This isn’t an instance of failure of the local management in charge of staffing commons. In fact, they’ve dedicated themselves to a number of accessibility options, including a special instructions section in the app if you need your food prepared a certain way. But the Bon Appetit website – more indicative of larger management - is astoundingly bad, and someone should answer for it. There are small loopholes in Oregon law that allow them to do the bare minimum and still provide hurdles at every step for those trying to track nutrition. Like previously noted, pre-packaged food does not need its own information on its vendor’s website as long as it’s labeled – a law that makes sense in theory, and can be awkward in the age of ordering pre-packaged food in advanced and picking it up with no knowledge of its ingredients. Additionally “customized menu items” are exempt, so there’s no obligation to add up the values of that sandwich for you, no matter how easy it would be. And of course, the weekly specials featured on the boards in front of commons are entirely exempt. 

But it’s important to note that doing the legal bare minimum is often also the moral bare minimum, and to be employed by a supposedly prestigious institution is to be expected to do more. There’s plenty of speculation to be done on why Bon Appetit seems to not try at all to inform you about the food you’re eating. One less-than-favorable reading could assume they’re driving strip-a-dilla sales by discouraging you from thinking about the concept of a strip-a-dilla and what’s in it. But as much as I despise Bon Appetit for their refusal to make tracking nutrition easy, that’s almost certainly not the case. The truth is, there’s likely little demand for nutrition facts to be optimized at a high level. Instead, local management branches take the blow for students with specialized dietary needs, while Bon Appetit as a whole doesn’t worry about overall accessibility. 

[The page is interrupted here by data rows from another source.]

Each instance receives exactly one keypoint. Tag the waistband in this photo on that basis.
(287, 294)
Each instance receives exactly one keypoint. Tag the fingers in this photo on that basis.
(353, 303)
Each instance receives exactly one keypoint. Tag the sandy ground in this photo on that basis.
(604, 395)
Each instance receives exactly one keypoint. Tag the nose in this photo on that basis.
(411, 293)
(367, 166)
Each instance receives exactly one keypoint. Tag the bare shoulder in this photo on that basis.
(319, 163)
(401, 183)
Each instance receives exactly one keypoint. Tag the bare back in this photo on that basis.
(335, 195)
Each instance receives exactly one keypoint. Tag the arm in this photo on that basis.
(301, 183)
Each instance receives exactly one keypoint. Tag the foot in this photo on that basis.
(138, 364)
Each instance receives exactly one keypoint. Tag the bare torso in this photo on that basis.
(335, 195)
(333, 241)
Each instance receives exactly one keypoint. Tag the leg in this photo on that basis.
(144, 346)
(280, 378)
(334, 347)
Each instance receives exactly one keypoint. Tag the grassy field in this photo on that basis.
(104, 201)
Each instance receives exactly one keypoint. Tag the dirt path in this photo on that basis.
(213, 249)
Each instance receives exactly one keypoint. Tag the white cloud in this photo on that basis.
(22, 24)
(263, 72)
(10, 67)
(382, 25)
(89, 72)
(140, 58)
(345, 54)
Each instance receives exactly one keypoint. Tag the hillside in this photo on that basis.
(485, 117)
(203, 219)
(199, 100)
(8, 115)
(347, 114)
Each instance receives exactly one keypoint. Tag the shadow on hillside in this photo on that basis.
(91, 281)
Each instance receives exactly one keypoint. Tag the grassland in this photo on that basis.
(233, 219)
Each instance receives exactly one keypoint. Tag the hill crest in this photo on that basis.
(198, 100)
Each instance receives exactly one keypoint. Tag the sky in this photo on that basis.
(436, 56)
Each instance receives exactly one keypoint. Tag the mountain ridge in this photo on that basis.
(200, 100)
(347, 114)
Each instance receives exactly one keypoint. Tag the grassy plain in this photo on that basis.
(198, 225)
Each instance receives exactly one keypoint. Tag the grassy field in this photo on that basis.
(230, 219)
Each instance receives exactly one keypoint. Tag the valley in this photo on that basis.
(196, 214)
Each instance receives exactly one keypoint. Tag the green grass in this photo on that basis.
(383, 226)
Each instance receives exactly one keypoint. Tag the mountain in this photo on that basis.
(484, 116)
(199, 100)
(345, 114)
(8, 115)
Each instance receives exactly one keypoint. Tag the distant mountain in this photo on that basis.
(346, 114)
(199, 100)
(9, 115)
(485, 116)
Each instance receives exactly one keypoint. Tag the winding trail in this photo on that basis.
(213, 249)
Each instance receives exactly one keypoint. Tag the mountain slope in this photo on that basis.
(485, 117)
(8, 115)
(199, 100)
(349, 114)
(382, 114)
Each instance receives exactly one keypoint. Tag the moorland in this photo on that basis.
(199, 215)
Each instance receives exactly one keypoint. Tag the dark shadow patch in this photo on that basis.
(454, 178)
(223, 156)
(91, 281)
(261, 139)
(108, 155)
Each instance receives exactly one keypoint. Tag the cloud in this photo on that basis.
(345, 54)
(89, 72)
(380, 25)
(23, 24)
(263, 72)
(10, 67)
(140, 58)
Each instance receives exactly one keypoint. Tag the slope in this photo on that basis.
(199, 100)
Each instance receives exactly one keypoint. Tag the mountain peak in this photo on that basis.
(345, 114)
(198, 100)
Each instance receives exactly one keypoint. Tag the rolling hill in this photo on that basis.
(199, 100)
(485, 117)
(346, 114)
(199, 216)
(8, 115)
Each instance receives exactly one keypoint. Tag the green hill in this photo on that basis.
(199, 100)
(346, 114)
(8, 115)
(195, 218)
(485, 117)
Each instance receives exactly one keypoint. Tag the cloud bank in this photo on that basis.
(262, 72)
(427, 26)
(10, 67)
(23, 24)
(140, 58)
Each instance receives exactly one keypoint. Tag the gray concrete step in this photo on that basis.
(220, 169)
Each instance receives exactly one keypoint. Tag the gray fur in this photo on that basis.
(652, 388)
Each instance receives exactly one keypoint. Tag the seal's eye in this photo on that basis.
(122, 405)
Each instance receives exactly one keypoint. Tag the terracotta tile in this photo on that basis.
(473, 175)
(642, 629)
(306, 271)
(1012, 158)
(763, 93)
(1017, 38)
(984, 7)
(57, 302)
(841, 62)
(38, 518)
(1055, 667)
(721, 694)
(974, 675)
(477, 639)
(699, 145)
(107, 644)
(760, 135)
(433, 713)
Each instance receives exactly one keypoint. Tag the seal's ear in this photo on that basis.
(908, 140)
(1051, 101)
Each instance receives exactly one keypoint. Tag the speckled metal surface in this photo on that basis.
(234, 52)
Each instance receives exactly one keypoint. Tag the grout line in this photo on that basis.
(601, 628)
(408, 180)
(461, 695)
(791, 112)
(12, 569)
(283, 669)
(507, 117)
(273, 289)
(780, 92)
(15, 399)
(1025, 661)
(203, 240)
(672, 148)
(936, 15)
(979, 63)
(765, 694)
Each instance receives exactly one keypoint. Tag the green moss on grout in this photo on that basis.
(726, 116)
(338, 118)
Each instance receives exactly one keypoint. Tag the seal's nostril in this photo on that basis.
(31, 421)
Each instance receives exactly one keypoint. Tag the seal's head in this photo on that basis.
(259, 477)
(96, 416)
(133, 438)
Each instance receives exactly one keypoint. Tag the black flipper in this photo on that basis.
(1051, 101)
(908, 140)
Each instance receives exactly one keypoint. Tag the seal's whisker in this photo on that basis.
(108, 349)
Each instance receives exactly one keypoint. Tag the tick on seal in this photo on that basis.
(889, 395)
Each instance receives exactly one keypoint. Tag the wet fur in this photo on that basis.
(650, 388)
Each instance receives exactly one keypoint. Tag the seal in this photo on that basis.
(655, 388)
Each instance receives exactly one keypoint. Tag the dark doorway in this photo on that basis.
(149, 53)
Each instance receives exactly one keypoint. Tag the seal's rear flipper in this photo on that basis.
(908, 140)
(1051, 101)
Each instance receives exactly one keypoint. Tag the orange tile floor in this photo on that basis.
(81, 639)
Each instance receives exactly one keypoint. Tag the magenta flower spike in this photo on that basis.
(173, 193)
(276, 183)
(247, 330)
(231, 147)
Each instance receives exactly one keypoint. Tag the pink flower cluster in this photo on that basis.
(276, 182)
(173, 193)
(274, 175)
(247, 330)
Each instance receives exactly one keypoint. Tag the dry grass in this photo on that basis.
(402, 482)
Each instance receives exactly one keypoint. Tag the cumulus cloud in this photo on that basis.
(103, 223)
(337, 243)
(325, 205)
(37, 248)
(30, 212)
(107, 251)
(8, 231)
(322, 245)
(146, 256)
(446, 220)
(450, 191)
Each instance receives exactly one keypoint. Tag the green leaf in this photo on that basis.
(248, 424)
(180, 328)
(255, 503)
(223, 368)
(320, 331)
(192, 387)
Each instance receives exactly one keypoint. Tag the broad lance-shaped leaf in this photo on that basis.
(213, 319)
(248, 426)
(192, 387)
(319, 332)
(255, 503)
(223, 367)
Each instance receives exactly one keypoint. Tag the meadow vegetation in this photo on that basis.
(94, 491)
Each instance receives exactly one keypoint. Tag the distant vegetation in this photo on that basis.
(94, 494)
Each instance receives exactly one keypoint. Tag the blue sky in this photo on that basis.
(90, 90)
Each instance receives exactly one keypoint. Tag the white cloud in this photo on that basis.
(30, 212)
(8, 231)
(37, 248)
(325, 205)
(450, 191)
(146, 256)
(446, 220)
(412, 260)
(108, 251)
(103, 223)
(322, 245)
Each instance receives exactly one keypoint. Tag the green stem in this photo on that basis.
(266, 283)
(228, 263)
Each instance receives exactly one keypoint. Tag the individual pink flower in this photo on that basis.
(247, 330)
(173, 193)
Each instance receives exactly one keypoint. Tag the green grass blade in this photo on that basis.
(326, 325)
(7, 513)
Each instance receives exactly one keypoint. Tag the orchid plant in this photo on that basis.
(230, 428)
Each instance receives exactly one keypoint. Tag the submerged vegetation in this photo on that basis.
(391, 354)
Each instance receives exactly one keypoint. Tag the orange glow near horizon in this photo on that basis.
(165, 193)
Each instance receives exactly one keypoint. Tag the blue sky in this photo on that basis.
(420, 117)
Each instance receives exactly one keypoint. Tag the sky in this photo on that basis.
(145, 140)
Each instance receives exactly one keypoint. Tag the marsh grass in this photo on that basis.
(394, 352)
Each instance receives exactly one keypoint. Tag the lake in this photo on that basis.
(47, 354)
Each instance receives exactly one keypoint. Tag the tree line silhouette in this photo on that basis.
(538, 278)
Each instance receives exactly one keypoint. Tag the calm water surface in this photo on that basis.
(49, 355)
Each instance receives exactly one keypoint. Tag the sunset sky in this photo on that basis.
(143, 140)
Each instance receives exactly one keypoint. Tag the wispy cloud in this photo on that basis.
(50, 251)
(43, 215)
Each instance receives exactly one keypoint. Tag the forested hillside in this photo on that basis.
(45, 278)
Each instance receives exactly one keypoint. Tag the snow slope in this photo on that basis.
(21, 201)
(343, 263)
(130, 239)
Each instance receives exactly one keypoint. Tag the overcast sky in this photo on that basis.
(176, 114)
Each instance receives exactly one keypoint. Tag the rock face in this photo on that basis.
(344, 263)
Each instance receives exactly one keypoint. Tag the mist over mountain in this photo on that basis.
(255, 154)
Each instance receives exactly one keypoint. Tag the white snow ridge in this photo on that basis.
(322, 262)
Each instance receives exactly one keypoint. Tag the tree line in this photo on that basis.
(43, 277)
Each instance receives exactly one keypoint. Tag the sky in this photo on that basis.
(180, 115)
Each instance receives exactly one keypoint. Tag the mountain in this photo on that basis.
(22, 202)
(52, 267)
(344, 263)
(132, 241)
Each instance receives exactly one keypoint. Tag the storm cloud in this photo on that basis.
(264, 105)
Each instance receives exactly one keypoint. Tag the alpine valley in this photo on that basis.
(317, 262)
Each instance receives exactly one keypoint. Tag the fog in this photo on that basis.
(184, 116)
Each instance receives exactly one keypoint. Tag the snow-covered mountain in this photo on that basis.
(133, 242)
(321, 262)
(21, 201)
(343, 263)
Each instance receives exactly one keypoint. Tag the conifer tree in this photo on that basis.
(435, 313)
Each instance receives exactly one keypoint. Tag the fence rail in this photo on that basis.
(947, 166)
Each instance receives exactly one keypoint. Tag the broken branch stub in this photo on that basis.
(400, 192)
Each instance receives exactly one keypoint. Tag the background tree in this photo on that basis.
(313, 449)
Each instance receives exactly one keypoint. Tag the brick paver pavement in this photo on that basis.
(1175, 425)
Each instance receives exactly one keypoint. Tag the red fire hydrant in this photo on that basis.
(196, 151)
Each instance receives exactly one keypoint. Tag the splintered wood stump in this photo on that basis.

Offloading the responsibility to individual groups like the one we have for Commons makes sense, but it still sucks, and there’s a few easy ways it could be a lot better. First and foremost, the application. I find it hard to believe that if they could track my tens of thousands of “points” (before that feature mysteriously vanished), they can’t spend the time implementing a database of the nutrition info for the ingredients on their menu, so you can see the nutrition of your full order once it’s compiled. It’s an easy enough fix that I’d offer to do it myself – but there’s plenty of far more capable computer science students at Reed who would be happy to. Additionally, Bon Appetit needs to change pretty much everything about their website. I don’t want to have to interact with the Taqueria portion of the menu like I’m browsing apple products. When I click on the nacho cheese sauce, I don’t want to be embraced by the web design embodiment of gentrification. I’d even take the nutrition facts as a simple, barely-formatted PDF, because at least that wouldn’t take an extra two clicks per ingredient. They can even hide their nutrition facts behind a free OnlyFans if they want – as long as a place exists where the information is clear and reliable, and there’s links to find the facts about the items that aren’t listed.

Bon Appetit isn’t the worst thing on campus. Considering each of the geese as their own entry, they’re not even in the top one-hundred. But still, their existence makes me ache with disappointment, because as much as I’d like to purchase the game hen – whose baffling existence on the menu will be noted, but not discussed – I have no idea what’s in them, outside of the tears of debt-ridden students begging for a menu with cheaper, healthier food.